Miguel Torga, écrivain majeur du XXe siècle, pseudonyme littéraire d’Adolfo Correia da Rocha. «Transmontano» de naissance, de tempérament, de corps et d’âme, recouvert d’une croûte de naturalisme. Montagnard au tempérament indépendant, rebelle, jamais conformiste, avec les pieds sur terre et une réflexion sur le pays et le monde. La région de Trás-os-Montes nourrit sa vie et son œuvre. Celle d’un homme du terroir qui ne renie jamais ses humbles racines, liées à sa terre, celle de São Martinho de Anta, tout comme à la «torga», cette bruyère qui le baptise en tant qu’homme d’écriture. Écrivain et médecin; la main qui écrit est la main qui prescrit.

Fotografia de Miguel Torga vestido com o traje de estudante
Fotografia de Miguel Torga com paisagem duriense
Fotografia de Miguel Torga, a usar uma boina, de braços cruzados.

Vie

Adolfo Correia da Rocha est né le 12 août 1907, à 11 heures, à São Martinho de Anta, municipalité de Sabrosa, district de Vila Real, entre la terre chaude de schiste du Douro et la terre froide et granitique du nord-est de Trás-os-Montes. Village primitif, bout de terre, Agarez comme il le baptise dans une projection mythique de la terre natale. L’humus qui l’alimente et le nourrit. La terre de ses racines, d’où il voit le pays et le monde de ses yeux du même vert que la mousse des arbres.

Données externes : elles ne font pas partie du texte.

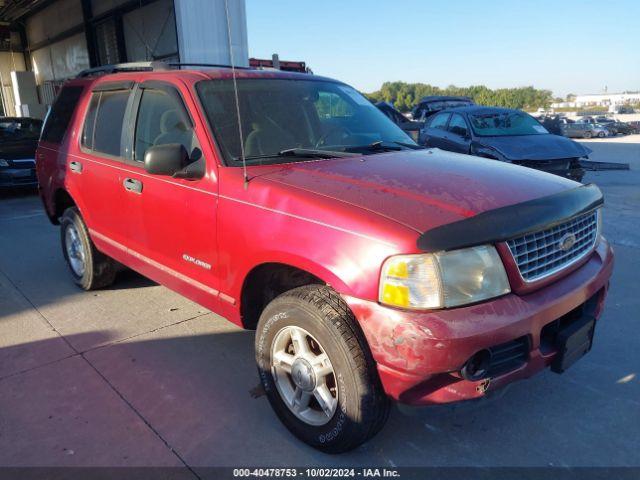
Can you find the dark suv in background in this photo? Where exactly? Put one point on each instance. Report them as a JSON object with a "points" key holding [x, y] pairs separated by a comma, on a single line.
{"points": [[507, 135], [18, 142]]}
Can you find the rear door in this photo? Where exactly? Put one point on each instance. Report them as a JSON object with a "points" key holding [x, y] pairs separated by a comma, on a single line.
{"points": [[171, 222], [434, 135], [458, 138], [95, 167]]}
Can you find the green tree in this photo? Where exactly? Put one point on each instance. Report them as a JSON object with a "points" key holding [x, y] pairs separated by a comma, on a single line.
{"points": [[405, 96]]}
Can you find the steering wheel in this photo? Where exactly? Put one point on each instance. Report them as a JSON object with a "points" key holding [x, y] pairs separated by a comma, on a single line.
{"points": [[329, 132]]}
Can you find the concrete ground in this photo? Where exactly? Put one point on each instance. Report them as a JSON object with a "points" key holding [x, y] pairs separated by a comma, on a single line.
{"points": [[136, 375]]}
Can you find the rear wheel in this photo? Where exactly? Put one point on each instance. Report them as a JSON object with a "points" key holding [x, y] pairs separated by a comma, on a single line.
{"points": [[89, 268], [317, 371]]}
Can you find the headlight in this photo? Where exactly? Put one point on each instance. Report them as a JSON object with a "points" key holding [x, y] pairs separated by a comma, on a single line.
{"points": [[441, 280]]}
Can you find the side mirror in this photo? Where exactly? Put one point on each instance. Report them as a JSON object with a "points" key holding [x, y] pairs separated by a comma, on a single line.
{"points": [[166, 159]]}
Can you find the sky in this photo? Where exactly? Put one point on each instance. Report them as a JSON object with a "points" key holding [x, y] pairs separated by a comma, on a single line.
{"points": [[566, 46]]}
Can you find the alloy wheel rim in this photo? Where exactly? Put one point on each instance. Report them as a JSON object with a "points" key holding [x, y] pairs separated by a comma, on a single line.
{"points": [[304, 376], [75, 250]]}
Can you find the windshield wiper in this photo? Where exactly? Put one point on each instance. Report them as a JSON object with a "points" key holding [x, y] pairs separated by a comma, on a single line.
{"points": [[300, 153], [380, 146]]}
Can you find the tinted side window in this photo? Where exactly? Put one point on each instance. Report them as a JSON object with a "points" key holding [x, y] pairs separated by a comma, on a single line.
{"points": [[90, 121], [60, 114], [458, 126], [162, 119], [103, 125], [440, 121]]}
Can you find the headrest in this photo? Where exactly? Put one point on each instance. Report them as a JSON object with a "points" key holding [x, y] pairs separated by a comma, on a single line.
{"points": [[171, 121]]}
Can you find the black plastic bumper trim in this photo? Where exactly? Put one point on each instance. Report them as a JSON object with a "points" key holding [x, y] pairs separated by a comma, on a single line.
{"points": [[512, 221]]}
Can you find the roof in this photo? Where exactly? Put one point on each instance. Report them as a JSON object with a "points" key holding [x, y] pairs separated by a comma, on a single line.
{"points": [[443, 98], [478, 109], [202, 70]]}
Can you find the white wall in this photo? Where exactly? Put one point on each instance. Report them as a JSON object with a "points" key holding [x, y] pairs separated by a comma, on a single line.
{"points": [[9, 61], [61, 60], [56, 18], [203, 35]]}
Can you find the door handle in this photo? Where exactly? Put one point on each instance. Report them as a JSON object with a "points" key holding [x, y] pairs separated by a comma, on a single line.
{"points": [[132, 185], [75, 167]]}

Il a grandi dans une famille pauvre, digne, déterminée à élargir ses horizons. Son père, Francisco Correia da Rocha, blond aux yeux bleus, est l’appui, le pilier vital. Sa mère, Maria da Conceição de Barros, aux yeux presque verts, au ton olive, à la voix douce, est la chaleur du lien sentimental. Il obtient l’examen de quatrième année avec mention et part à Porto pendant un an, comme domestique, au séminaire de Lamego, où il se convainc qu’il ne sera pas prêtre. À treize ans, il part au Brésil pour travailler dans la ferme de son oncle. Il revient cinq ans plus tard, passe son baccalauréat après trois ans au lycée et fait des études de médecine à l’université de Coimbra, obtenant son diplôme avec une note moyenne de 15. Il officie à Sendim, Miranda do Douro, Leiria et, enfin, à Coimbra. La main qui écrit est la main qui prescrit.

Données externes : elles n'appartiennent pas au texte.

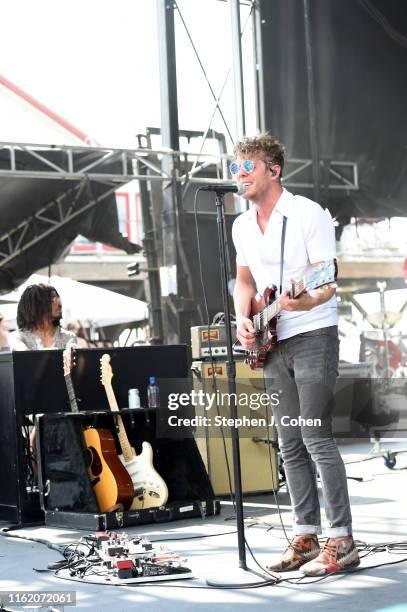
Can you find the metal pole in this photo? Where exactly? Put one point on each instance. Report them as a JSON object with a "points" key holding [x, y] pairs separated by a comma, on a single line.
{"points": [[149, 243], [385, 326], [259, 67], [170, 139], [237, 68], [311, 104], [231, 373]]}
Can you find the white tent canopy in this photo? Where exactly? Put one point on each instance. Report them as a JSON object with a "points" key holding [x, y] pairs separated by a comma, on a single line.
{"points": [[91, 305]]}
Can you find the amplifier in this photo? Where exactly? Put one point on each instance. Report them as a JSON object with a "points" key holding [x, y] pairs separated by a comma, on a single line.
{"points": [[210, 342], [258, 444]]}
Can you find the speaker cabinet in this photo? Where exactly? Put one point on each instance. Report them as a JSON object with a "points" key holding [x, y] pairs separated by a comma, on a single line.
{"points": [[258, 441]]}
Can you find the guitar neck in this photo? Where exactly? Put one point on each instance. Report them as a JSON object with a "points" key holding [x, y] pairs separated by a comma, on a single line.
{"points": [[127, 451], [71, 393]]}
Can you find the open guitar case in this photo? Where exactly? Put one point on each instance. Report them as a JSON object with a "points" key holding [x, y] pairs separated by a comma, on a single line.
{"points": [[66, 494]]}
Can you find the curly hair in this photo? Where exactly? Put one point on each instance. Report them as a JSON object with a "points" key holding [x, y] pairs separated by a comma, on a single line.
{"points": [[265, 145], [35, 305]]}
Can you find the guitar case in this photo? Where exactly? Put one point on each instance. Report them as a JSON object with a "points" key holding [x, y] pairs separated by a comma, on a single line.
{"points": [[66, 493]]}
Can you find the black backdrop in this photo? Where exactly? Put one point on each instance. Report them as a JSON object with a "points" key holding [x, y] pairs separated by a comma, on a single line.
{"points": [[360, 76]]}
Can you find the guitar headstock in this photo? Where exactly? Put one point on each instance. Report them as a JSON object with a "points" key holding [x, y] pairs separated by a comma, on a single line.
{"points": [[69, 357], [323, 274], [106, 370]]}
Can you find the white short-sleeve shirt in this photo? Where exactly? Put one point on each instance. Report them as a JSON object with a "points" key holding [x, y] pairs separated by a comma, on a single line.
{"points": [[310, 238]]}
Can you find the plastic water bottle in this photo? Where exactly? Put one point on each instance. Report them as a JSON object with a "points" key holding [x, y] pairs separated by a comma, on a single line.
{"points": [[134, 398], [153, 393]]}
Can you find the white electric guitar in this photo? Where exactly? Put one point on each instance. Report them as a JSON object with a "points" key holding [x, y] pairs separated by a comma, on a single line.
{"points": [[150, 489]]}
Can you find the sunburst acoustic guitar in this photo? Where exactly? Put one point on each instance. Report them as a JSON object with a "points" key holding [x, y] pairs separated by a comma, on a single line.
{"points": [[150, 489], [110, 480]]}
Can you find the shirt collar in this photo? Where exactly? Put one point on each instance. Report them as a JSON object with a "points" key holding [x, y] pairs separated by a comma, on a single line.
{"points": [[284, 206]]}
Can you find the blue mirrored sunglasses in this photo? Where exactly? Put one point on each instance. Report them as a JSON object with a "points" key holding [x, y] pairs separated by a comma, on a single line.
{"points": [[247, 165]]}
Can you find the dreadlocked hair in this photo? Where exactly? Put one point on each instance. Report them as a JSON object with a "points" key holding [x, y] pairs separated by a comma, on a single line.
{"points": [[35, 305], [265, 145]]}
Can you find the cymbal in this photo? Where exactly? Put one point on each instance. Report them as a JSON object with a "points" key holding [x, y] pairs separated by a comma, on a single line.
{"points": [[390, 317]]}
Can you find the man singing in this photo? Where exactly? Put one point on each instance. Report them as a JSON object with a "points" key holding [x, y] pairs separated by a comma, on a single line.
{"points": [[304, 364]]}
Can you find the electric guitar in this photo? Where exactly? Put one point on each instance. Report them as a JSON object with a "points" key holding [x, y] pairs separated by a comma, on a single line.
{"points": [[111, 483], [150, 489], [264, 311]]}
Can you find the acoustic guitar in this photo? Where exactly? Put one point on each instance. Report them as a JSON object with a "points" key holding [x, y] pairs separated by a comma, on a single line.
{"points": [[150, 489], [110, 480], [265, 309]]}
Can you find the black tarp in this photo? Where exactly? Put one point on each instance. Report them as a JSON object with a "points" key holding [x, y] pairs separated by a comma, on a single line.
{"points": [[21, 198], [359, 52]]}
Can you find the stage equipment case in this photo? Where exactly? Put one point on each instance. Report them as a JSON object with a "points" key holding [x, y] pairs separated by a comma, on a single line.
{"points": [[63, 495]]}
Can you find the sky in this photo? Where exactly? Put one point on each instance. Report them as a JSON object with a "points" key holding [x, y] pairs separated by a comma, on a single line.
{"points": [[95, 62]]}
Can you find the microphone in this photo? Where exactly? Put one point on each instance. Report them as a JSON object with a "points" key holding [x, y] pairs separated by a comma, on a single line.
{"points": [[239, 188]]}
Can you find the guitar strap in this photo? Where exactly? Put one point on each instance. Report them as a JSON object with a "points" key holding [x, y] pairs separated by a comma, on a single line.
{"points": [[282, 252]]}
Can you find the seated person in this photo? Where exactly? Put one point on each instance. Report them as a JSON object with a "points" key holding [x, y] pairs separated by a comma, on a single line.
{"points": [[39, 314], [4, 339]]}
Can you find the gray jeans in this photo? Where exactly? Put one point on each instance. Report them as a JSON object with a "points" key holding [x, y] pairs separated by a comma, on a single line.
{"points": [[303, 371]]}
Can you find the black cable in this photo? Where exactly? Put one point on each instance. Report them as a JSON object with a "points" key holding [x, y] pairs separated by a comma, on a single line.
{"points": [[203, 70], [214, 382], [375, 14]]}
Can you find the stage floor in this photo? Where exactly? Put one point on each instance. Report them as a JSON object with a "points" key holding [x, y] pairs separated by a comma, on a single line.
{"points": [[379, 502]]}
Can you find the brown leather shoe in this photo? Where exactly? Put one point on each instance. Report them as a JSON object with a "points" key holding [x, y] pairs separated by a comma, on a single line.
{"points": [[301, 550], [338, 555]]}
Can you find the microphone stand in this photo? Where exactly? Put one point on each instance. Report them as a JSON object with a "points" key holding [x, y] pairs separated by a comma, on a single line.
{"points": [[231, 375], [236, 580]]}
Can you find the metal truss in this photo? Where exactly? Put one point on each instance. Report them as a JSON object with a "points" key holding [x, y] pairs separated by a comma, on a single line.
{"points": [[86, 164]]}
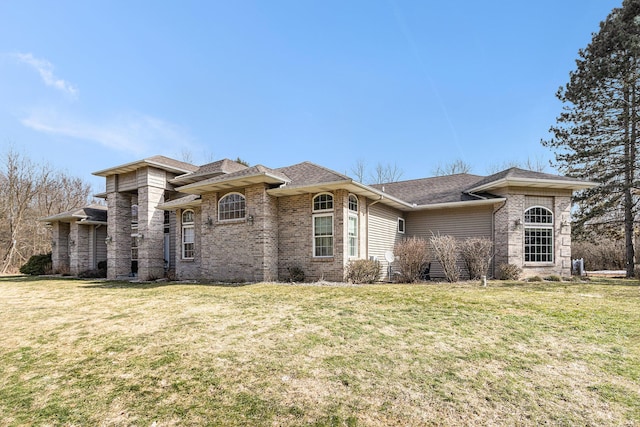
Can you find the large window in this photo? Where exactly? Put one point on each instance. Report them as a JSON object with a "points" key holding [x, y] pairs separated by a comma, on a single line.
{"points": [[353, 226], [538, 235], [323, 225], [188, 235], [231, 206]]}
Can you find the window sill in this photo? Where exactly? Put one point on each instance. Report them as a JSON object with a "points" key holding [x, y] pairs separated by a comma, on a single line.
{"points": [[322, 259]]}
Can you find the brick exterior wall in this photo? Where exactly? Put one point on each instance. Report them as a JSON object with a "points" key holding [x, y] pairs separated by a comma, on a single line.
{"points": [[295, 238], [60, 250], [151, 226]]}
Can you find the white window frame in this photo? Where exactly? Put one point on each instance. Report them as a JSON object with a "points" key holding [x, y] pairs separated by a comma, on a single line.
{"points": [[543, 230], [188, 253], [353, 249], [238, 213], [322, 206]]}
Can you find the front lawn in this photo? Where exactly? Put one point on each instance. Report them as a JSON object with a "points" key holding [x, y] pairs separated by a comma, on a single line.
{"points": [[78, 352]]}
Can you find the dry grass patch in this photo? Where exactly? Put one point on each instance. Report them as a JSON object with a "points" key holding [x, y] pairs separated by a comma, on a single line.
{"points": [[105, 353]]}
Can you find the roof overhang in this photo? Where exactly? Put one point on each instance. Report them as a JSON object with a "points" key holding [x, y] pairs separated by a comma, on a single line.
{"points": [[130, 167], [349, 185], [461, 204], [207, 186], [557, 184]]}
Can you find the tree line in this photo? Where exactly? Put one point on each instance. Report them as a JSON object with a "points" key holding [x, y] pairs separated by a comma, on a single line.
{"points": [[30, 191]]}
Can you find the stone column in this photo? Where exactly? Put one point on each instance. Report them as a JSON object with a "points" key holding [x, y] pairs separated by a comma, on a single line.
{"points": [[60, 249], [119, 226], [151, 232]]}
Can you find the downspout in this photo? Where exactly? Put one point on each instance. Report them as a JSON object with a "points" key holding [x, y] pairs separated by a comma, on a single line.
{"points": [[368, 216], [493, 233]]}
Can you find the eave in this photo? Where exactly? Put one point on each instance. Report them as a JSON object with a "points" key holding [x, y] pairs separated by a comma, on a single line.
{"points": [[133, 166], [349, 185], [461, 204]]}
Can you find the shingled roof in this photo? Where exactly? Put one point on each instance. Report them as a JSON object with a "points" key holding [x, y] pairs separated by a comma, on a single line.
{"points": [[92, 214], [160, 162], [426, 191], [220, 167], [307, 174], [247, 176]]}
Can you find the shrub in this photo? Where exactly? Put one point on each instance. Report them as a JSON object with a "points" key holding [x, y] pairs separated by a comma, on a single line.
{"points": [[363, 271], [37, 265], [445, 251], [413, 257], [296, 274], [476, 254], [509, 272], [603, 254], [95, 273]]}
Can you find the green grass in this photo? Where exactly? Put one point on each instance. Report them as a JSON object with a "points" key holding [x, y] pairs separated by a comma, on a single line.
{"points": [[78, 352]]}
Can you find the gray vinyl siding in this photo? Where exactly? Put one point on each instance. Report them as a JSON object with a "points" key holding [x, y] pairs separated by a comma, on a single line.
{"points": [[460, 223], [383, 233]]}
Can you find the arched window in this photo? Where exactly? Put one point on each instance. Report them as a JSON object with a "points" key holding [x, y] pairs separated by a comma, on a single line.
{"points": [[231, 206], [188, 234], [353, 226], [538, 235], [323, 225]]}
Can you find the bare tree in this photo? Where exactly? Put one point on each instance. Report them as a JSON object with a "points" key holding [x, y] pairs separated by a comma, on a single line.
{"points": [[30, 191], [381, 173], [453, 168], [385, 173]]}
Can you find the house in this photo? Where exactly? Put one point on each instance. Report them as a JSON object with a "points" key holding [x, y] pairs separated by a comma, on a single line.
{"points": [[225, 221]]}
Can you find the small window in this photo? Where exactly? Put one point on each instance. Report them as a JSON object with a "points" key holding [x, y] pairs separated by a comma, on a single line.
{"points": [[323, 202], [538, 235], [401, 225], [353, 203], [231, 206], [188, 235]]}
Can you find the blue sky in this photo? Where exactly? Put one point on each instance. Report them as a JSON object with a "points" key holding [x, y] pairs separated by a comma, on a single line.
{"points": [[86, 85]]}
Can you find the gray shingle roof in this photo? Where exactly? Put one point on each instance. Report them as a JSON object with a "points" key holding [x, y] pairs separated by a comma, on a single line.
{"points": [[307, 173], [224, 166], [92, 213], [425, 191]]}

En 1934, il devient Miguel Torga, son pseudonyme littéraire. Miguel en hommage à Cervantes et Unamuno. Torga pour la « torga », cette plante sauvage de la montagne, une bruyère à racines dures. Un médecin et un poète en chair, en os, en peau et en âme. Il voyage entre le Portugal et l’Italie, à travers une Espagne meurtrie par la guerre civile. Le livre Le Quatrième jour de la Création du monde est saisi, l’écrivain est interrogé par la PIDE, la police politique du régime de Salazar. Il est emprisonné pendant trois mois à la prison d’Aljube. Une voix sans concession, qui ne se tait jamais, un rebelle dans le sang et la chair.

Miguel Torga est un poète insatisfait. Parfois, il écrit en duplicata, à sa machine et du papier carbone. Et il réécrit. Il corrige à la main, découpe des bandes de papier, qu’il colle sur les feuilles. Son monde est un torrent d’émotions, de volitions, de passions, d’intellections. Ses journées sont une chronique, un roman, un mémorial, un testament. Médecin dévoué, oto-rhino-laryngologiste pendant plus de 50 ans, il parcourt le monde et le décrit en profondeur. Il discute les dogmes, défie le bon sens, admet la rébellion. C’est ce qu’il est. Juste. C’est également un chasseur, gaucher avec son fusil, solide sur ses jambes, chassant les bécasses, les perdrix, et les bécassines à travers les montagnes et les collines. Il est l’un des poètes et écrivains portugais les plus influents, auteur d’une vaste œuvre littéraire. Miguel Torga a été récompensé par plusieurs prix littéraires nationaux et internationaux, notamment le premier prix Camões en 1989, et a été proposé deux fois pour le prix Nobel de Littérature. Durant de nombreuses années, il a été l’éditeur de ses propres ouvrages.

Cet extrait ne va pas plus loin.